The frequent choice of this classicizing nickname in this region is partly motivated by a confluence of historical and cultural factors. In the early 1800s, America, like Europe was under the classicizing influence of the Romantic movement. This influence was further catalyzed by the Greek War for Independence, leading to the Greek Revival in America. This all coincided with a mass migration westward. By 1840, Cincinnati was the 6th largest city in the nation, and over 5 million people (30 percent of the country’s population) had settled across the Appalachians. When they did, they branded their settlements with lofty classical names, such as Troy, Rome, Elysium, Arcadia, etc. This onomastic habit was so prevalent that cultural geographers still label the region of Illinois, Indiana, and the surrounding states as the “Classical Belt” of America. And in addition to classically named settlements, many Midwestern towns began to nickname themselves as the Athens or the West (Lexington, KY), the Athens of Indiana (Crawfordsville), the Athens of the Great Prairie (Columbus, IN), etc. So popular was moniker that neighboring boomtowns, such as Cincinnati and Lexington and others, actually quarreled over who better deserved it.

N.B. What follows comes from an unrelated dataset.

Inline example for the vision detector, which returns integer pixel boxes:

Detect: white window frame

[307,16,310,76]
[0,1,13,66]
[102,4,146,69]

In this paper, I examine newspapers, travelogues, and other forms of documentation of the period in order to establish why the sobriquet, “Athens of…”, so appealed to these communities in the American West. What I argue is that the nickname helped ‘anchor’[1] these newfangled frontier towns to a familiar European tradition while, at the same time, marking a degree of regional exceptionalism. This semantic give and take is afforded by the genitival formula “Athens of x,” where the x stands for the frontier and Athens stands for a proto-European tradition; to call one’s community the Athens of Indiana, the Athens of the West, or the Athens of the Great Prairie is to say not only that the community participates in a greater classical tradition (a tradition that native populations pointedly did not share in) but also that the same classical tradition participates in a greater idea of the newly settled West, Indiana, Great Prairie, etc. This semantic work was especially useful for frontier communities that were not only new and growing rapidly, but also because they were eager to control their image, which at the time was met with either wonder or disgust from those in Europe and the eastern seaboard. In short, towns on the American frontier in the early 1800s used the nickname of ‘Athens’ as a token of legitimacy, one that aimed to brand the American frontier as a new and exceptional member of an established European tradition that stretches back to classical antiquity.